Work Day blues – Are we becoming insomniacs?
It is not just mental health issues that can cause insomnia. It can also be triggered by our worries over work. Unhealthy lifestyles and sleep habits can also create insomnia.
Many of us now dread the thought of going to work on a Sunday, as we end up using our precious weekend time off fretting about work issues and dreading the start of the working week.
But why have we become so anxious about work?
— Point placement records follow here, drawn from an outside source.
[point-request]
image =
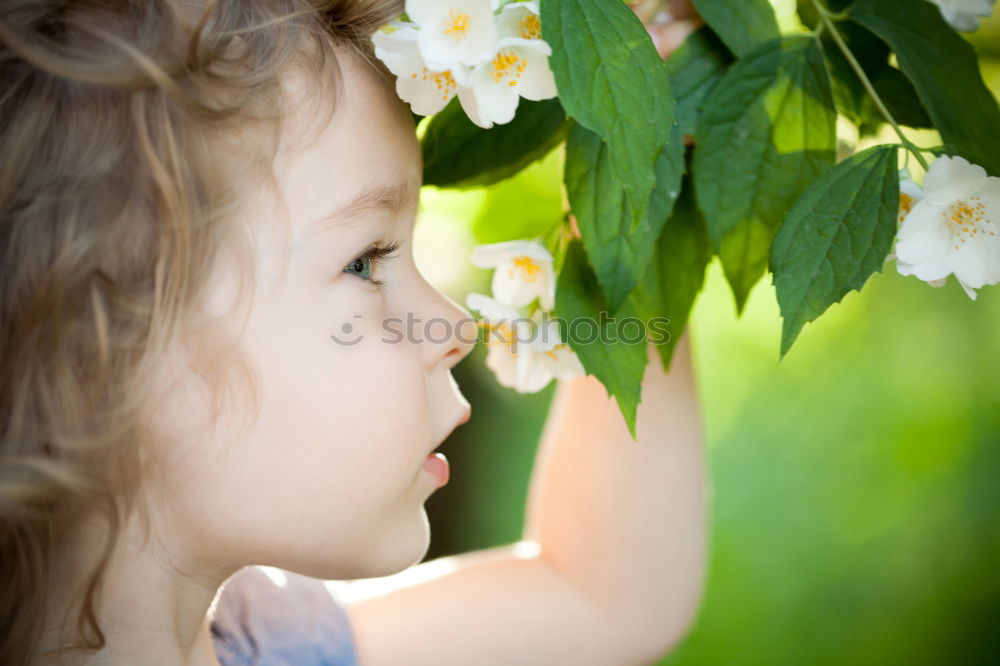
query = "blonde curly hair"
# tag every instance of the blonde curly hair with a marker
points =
(114, 203)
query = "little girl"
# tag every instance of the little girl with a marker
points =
(193, 197)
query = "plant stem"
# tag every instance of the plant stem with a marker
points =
(827, 17)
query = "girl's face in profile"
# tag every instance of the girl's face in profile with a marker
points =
(329, 481)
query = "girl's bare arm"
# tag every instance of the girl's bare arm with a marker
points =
(612, 566)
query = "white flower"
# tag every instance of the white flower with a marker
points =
(523, 272)
(953, 226)
(426, 91)
(519, 68)
(909, 194)
(488, 58)
(964, 14)
(524, 353)
(454, 32)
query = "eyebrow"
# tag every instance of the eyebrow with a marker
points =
(380, 197)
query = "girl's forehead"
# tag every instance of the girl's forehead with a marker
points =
(368, 141)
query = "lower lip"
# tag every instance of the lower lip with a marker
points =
(437, 465)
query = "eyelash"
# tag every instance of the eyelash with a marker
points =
(376, 255)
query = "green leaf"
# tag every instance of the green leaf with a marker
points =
(677, 271)
(945, 72)
(766, 132)
(695, 68)
(613, 82)
(458, 153)
(618, 365)
(742, 24)
(892, 86)
(618, 253)
(836, 235)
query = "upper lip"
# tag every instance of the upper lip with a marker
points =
(463, 418)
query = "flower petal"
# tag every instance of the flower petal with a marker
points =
(427, 92)
(928, 271)
(975, 260)
(537, 82)
(468, 101)
(924, 235)
(950, 179)
(454, 33)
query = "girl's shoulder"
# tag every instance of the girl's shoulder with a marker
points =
(271, 617)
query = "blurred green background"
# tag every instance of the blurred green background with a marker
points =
(855, 511)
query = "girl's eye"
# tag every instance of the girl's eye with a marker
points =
(363, 265)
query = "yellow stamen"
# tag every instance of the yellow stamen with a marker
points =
(529, 269)
(905, 206)
(508, 64)
(444, 81)
(457, 25)
(531, 28)
(968, 218)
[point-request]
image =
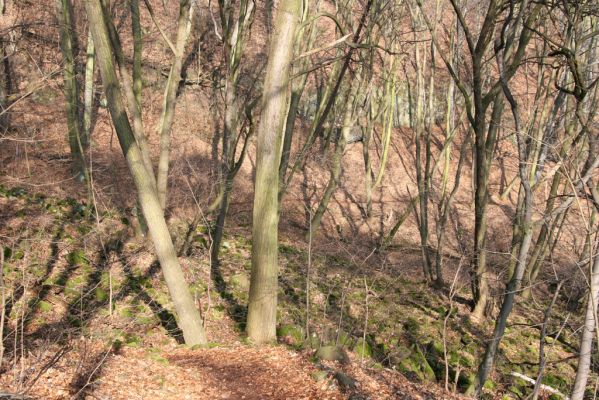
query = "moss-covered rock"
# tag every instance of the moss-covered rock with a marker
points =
(291, 334)
(332, 353)
(363, 349)
(416, 367)
(241, 280)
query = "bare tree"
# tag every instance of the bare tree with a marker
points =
(188, 315)
(262, 304)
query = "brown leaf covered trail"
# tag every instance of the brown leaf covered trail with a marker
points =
(238, 372)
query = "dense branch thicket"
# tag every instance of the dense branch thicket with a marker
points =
(463, 130)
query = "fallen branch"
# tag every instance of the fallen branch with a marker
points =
(542, 386)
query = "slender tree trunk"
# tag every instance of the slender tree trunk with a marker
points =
(71, 89)
(88, 92)
(337, 165)
(170, 96)
(262, 307)
(484, 148)
(236, 32)
(188, 315)
(588, 331)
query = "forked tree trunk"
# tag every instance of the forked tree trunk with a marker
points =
(189, 318)
(170, 95)
(77, 143)
(262, 307)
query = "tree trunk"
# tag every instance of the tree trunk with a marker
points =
(588, 332)
(262, 307)
(188, 315)
(170, 95)
(71, 90)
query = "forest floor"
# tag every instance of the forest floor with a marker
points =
(89, 317)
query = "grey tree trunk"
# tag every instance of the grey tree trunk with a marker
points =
(262, 307)
(77, 142)
(170, 95)
(189, 318)
(588, 331)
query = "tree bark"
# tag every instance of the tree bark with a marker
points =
(71, 90)
(188, 315)
(588, 332)
(170, 96)
(262, 307)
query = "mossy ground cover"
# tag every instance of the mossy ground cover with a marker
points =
(96, 279)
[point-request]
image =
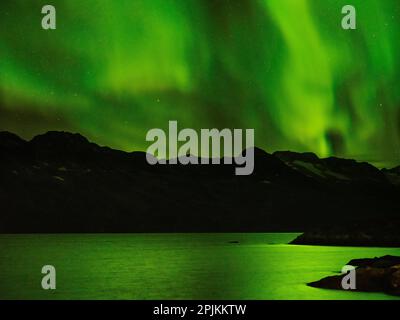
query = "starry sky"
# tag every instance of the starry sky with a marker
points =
(112, 70)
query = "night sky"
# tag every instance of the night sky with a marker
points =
(114, 69)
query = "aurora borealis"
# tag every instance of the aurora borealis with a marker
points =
(115, 69)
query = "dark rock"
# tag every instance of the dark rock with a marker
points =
(61, 182)
(373, 275)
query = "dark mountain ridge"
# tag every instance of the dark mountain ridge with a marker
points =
(61, 182)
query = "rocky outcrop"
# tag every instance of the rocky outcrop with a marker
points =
(372, 275)
(61, 182)
(377, 232)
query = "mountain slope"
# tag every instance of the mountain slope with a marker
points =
(60, 182)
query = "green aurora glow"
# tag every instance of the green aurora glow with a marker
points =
(115, 69)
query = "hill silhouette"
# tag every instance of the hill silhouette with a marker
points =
(61, 182)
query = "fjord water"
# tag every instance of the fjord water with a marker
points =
(174, 266)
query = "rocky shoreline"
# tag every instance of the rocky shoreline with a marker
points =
(373, 233)
(372, 275)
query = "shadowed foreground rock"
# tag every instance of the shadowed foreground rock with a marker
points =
(372, 275)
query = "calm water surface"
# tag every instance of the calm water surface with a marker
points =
(173, 266)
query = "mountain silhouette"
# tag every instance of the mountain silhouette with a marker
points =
(61, 182)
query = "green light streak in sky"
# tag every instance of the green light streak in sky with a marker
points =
(115, 69)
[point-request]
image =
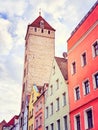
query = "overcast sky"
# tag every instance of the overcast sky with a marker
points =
(15, 15)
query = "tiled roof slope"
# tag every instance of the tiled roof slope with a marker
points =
(36, 23)
(62, 63)
(12, 121)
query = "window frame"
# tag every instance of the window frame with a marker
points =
(93, 49)
(94, 81)
(47, 112)
(86, 118)
(73, 67)
(64, 101)
(84, 59)
(85, 87)
(51, 108)
(75, 93)
(58, 125)
(65, 124)
(76, 125)
(57, 104)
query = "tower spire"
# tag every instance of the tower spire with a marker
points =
(40, 12)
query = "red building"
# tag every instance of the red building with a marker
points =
(83, 72)
(39, 109)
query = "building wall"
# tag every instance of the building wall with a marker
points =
(39, 113)
(82, 41)
(40, 52)
(33, 97)
(51, 98)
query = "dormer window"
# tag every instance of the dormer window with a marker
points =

On average many people are getting just six and a half hours' sleep a night, which is far less than the recommended eight hours, and more than half of us only get four hours sleep or less
Studies have shown that many people are suffering from a sleep deficit due to their anxieties about the start of a new working week.
Jason Ellis, Professor of Sleep Science at Northumbria University, said: 'As a general rule, the average person needs around eight hours sleep a night to feel the full restorative benefits.
This is particularly true of people who have very physically or mentally challenging jobs.
'"Sunday-somnia" is something I see a lot and it's important that people deal with the issues surrounding their sleep deprivation so that it doesn't have a knock on effect on sleep later in the week.'
Very often the working week, especially for those who work in an office often starts with at least one anxiety inducing meeting. Sales updates, key actions for the week and progress reports. It is often anxiety about these meetings and ensuring we have the right information to hand that leads to insomnia. Whilst those with physically challenging jobs can be anxious about getting back into action after a couple days rest.
Working at home in the evening, especially on a Saturday as we prepare for the week ahead can also make it hard to unwind, and it can also make you feel preoccupied when it comes time to sleep. The light from your computer could also make your brain more alert.
No matter the sort of job, simply knowing you have to face a new week can generate anxiety
What makes the weekend worse is that we mix up our sleep patterns as we try our best to forget about the stresses and pressures of work by sleeping in longer and trying to recuperate. But the perverse nature of this means that the more we sleep the less tired we will be in the evenings. So, as we start the new week ahead we then worry about the lack of sleep we are getting as we are less tired which leads to us sleeping less and the cycle begins again. Therefore the less sleep we get the more anxious we become. The more anxious we get the more we suffer from insomnia. It is never ending.
So what we can do to halt this cycle?
- Keep sleep routines consistent during the week, including at the weekend.
- Also ,as we’ve mentioned in other blogs reduce time spent on devices that stimulate the brain eg social media sites, emails, even reading the gossip columns on your digital device.
- Ban them from the bedroom and get an old fashioned alarm clock to wake you up or tell the time. The more you can limit these damaging blue light devices the better.
- Finally you’re not alone, as many studies have shown, more and more people are experiencing the same problem. The first step is to recognise it and work to change the behaviours that cause the effect.